A point is in the usable workspace if the circle thus constructed lies within the ring - previously defined. The width of the ring is twice the length of the shortest link minus 13, its average radius is still equal to the length of the longest link 1 and link 2. We have control over three torques T1, T2 and T3 and we want to use these to apply force F=(u,v) and torque T to the object held by the tip of the device.
We don't want to consider the movement of the manipulator right now, so imagine that its tip is firmly fixed in place. T We can therefore easily calculate what motor torques are needed to apply a given force and torque to the object.
The more general case involves much more arithmetic and the form of the end result is the same, only the numerical constant will be changed. Furthermore, we will ignore gravity for the time being and assume that the links are uniform rods with mass m and inertia (1/12)ml2 around their center of mass. Again we start by finding the rotational and translational speeds of each of the links. Apparently the angular velocities of the three links are eii (61+e2) and (1 +2 3.
There are few problems regarding position and force, since these quantities can be easily represented in n-dimensional space by n-dimensional vectors. It is incorrect to think of rotations "around an axis"; in our two-dimensional example such rotations would take one out of the plane of the paper, and in four dimensions not all possible rotations would be generated by considering only combinations of the four rotations about the coordinate axes.

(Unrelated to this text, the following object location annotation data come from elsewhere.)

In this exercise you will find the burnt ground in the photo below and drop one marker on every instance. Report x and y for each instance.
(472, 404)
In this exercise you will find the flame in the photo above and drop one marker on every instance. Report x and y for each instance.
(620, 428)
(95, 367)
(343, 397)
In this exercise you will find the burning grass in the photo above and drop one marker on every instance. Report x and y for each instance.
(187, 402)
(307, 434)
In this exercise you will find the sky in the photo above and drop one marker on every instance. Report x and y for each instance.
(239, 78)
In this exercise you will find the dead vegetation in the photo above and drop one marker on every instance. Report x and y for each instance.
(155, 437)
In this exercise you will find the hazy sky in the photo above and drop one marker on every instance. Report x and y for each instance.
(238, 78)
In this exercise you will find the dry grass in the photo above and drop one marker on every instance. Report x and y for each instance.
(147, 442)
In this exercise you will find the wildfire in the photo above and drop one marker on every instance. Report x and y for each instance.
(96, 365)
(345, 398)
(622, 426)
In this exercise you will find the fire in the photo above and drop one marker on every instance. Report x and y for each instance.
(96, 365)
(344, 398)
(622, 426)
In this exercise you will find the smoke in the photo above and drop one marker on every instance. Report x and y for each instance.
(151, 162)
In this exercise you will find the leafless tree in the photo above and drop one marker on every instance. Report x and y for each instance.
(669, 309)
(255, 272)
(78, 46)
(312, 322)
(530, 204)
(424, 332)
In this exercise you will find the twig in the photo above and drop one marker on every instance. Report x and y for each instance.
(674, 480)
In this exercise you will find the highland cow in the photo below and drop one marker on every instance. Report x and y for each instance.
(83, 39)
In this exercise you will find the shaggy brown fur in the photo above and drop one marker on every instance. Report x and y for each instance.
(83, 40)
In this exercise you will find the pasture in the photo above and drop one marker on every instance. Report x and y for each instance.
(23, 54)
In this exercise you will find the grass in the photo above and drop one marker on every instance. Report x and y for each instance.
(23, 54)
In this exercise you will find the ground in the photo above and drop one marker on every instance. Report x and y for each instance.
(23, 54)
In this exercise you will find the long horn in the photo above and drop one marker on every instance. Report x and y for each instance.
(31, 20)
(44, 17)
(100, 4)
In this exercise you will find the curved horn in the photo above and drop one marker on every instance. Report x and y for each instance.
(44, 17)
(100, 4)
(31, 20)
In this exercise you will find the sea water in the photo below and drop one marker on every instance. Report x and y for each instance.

The coincidence that three variables are needed to specify a rotation in three dimensions allows some simplifications - for example, a torque can be calculated by taking cross products.
Corresponding to each node, then there will be a coordinate transformation from one system to another. In fact, the 3 x 3 rotation submatrix gives us the rotation of the end link with respect to the base and thus its orientation, while the 3 x 1 displacement submatrix is the position of the top of the end link with respect to the base. Given the shared variable, it is then a relatively straightforward matter to arrive at the position and orientation of the device or terminal tip.
One way to approach this problem would be to consider the 3 x 3 rotation submatrix consisting entirely of polynomials in the sines and cosines of the common angles and the 3 x I offset submatrix which also contains the length of connection and try to solve for the sines and cosines of the six angles of the connection. When solving polynomial equations by eliminating variables, the degree of the resulting polynomials increases with the product of the combined polynomials. Several such configurations are known, but one of the easiest to explain involves decoupling orientation from position.
Let's say the last three rotator cuffs intersect at one point, called the wrist. Then these last three can take care of the orientation, while the remaining three position the wrist, according to the orientation. Often the first three links are simply a combination of the two-link geometry we've already solved and the polar offset problem.
Now that we know the first three joint angles, we can calculate the orientation of the third that the wrist attaches to. The idea is to use the inherent compliance of the device as a kind of spring and drive the joints to angles slightly away from the equilibrium position. The dynamic behavior of a rigid body with respect to rotation can be conveniently expressed as a symmetric, square inertia matrJx.